X_train, X_temp, y_train, y_temp = train_test_split(X, y, test_size=0.4, random_state=42)
X_val, X_test, y_val, y_test = train_test_split(X_temp, y_temp, test_size=0.5, random_state=42)

scaler = StandardScaler()
X_train_scaled = scaler.fit_transform(X_train)
X_val_scaled = scaler.transform(X_val)
X_test_scaled = scaler.transform(X_test)

poly = PolynomialFeatures(degree=2)
X_train_poly = poly.fit_transform(X_train_scaled)
X_val_poly = poly.transform(X_val_scaled)
X_test_poly = poly.transform(X_test_scaled)

lasso_model_sklearn = Lasso(alpha=1.0, max_iter=10000)
lasso_model_sklearn.fit(X_train_poly, y_train.ravel())
y_val_pred_sklearn_lasso = lasso_model_sklearn.predict(X_val_poly)
mse_val_sklearn_lasso = np.mean((y_val_pred_sklearn_lasso - y_val.ravel()) ** 2)

def lasso_gradient_descent(X, y, alpha, learning_rate=0.001, max_iter=10000):
    m, n = X.shape
    theta = np.zeros(n)
    for _ in range(max_iter):
        y_pred = X @ theta
        gradient = (1/m) * (X.T @ (y_pred - y)) + alpha * np.sign(theta)
        theta -= learning_rate * gradient
    return theta

theta_custom_lasso = lasso_gradient_descent(X_train_poly, y_train.ravel(), alpha=1.0)
y_val_pred_custom_lasso = X_val_poly @ theta_custom_lasso
mse_val_custom_lasso = np.mean((y_val_pred_custom_lasso - y_val.ravel()) ** 2)

ridge_model_sklearn = Ridge(alpha=1.0, max_iter=10000)
ridge_model_sklearn.fit(X_train_poly, y_train.ravel())
y_val_pred_sklearn_ridge = ridge_model_sklearn.predict(X_val_poly)
mse_val_sklearn_ridge = np.mean((y_val_pred_sklearn_ridge - y_val.ravel()) ** 2)

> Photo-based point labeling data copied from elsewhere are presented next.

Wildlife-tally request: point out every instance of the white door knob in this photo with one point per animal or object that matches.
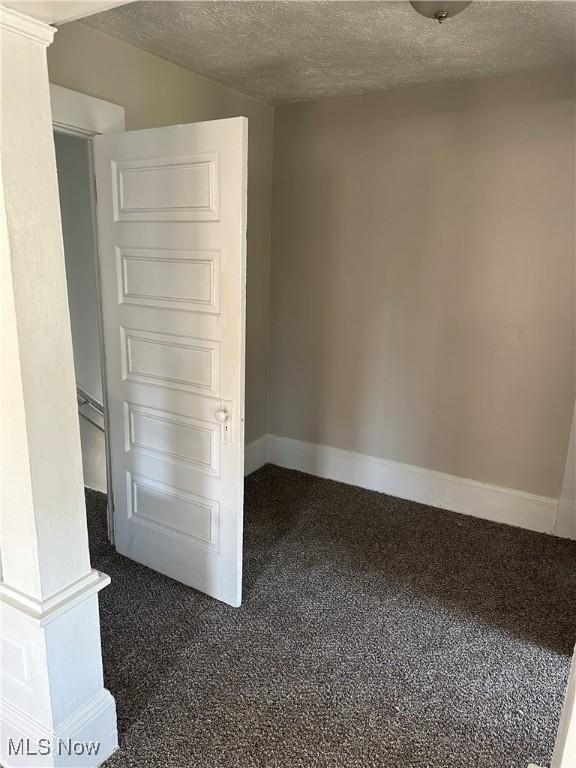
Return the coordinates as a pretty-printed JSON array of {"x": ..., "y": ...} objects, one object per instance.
[{"x": 221, "y": 415}]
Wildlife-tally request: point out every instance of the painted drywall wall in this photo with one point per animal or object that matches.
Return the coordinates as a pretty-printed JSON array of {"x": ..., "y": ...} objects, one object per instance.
[
  {"x": 74, "y": 186},
  {"x": 422, "y": 285},
  {"x": 155, "y": 93}
]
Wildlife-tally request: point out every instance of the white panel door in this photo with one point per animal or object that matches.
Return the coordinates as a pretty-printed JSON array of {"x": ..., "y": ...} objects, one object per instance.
[{"x": 172, "y": 242}]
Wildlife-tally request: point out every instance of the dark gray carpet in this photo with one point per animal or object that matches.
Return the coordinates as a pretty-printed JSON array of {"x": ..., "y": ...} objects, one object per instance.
[{"x": 374, "y": 632}]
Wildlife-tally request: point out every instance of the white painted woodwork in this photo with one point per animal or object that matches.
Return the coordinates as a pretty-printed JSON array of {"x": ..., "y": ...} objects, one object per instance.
[
  {"x": 74, "y": 112},
  {"x": 172, "y": 230},
  {"x": 436, "y": 489},
  {"x": 50, "y": 663},
  {"x": 566, "y": 520}
]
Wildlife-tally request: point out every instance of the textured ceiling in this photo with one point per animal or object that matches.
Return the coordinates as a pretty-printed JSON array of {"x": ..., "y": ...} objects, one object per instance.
[{"x": 294, "y": 51}]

elastic_net_model_sklearn = ElasticNet(alpha=1.0, l1_ratio=0.5, max_iter=10000)
elastic_net_model_sklearn.fit(X_train_poly, y_train.ravel())
y_val_pred_sklearn_elastic = elastic_net_model_sklearn.predict(X_val_poly)
mse_val_sklearn_elastic = np.mean((y_val_pred_sklearn_elastic - y_val.ravel()) ** 2)

print(f'Lasso (sklearn) Validation MSE: {mse_val_sklearn_lasso}')
print(f'Lasso (custom) Validation MSE: {mse_val_custom_lasso}')
print(f'Ridge (sklearn) Validation MSE: {mse_val_sklearn_ridge}')
print(f'Elastic Net (sklearn) Validation MSE: {mse_val_sklearn_elastic}')


Lasso (sklearn) Validation MSE: 6.964057757126562
Lasso (custom) Validation MSE: 7.783251445060104
Ridge (sklearn) Validation MSE: 0.07902035873867781
Elastic Net (sklearn) Validation MSE: 11.630834838017531


# Solve it with sklearn library (compare your results)

Using sklearn, Lasso resulted in a validation MSE of 6.96, Ridge performed best with 0.079, and Elastic Net had the highest MSE at 11.63. Ridge outperformed both Lasso and Elastic Net, indicating that its penalty (shrinking coefficients but keeping all features) worked best for this dataset.

# How does Elastic Net compare with using only one constraint?

Elastic Net, combining Lasso and Ridge, performed worse than either method alone, with an MSE of 11.63. Ridge, which had the lowest MSE (0.079), was more effective than Elastic Net, suggesting that a single Ridge constraint worked better for this data.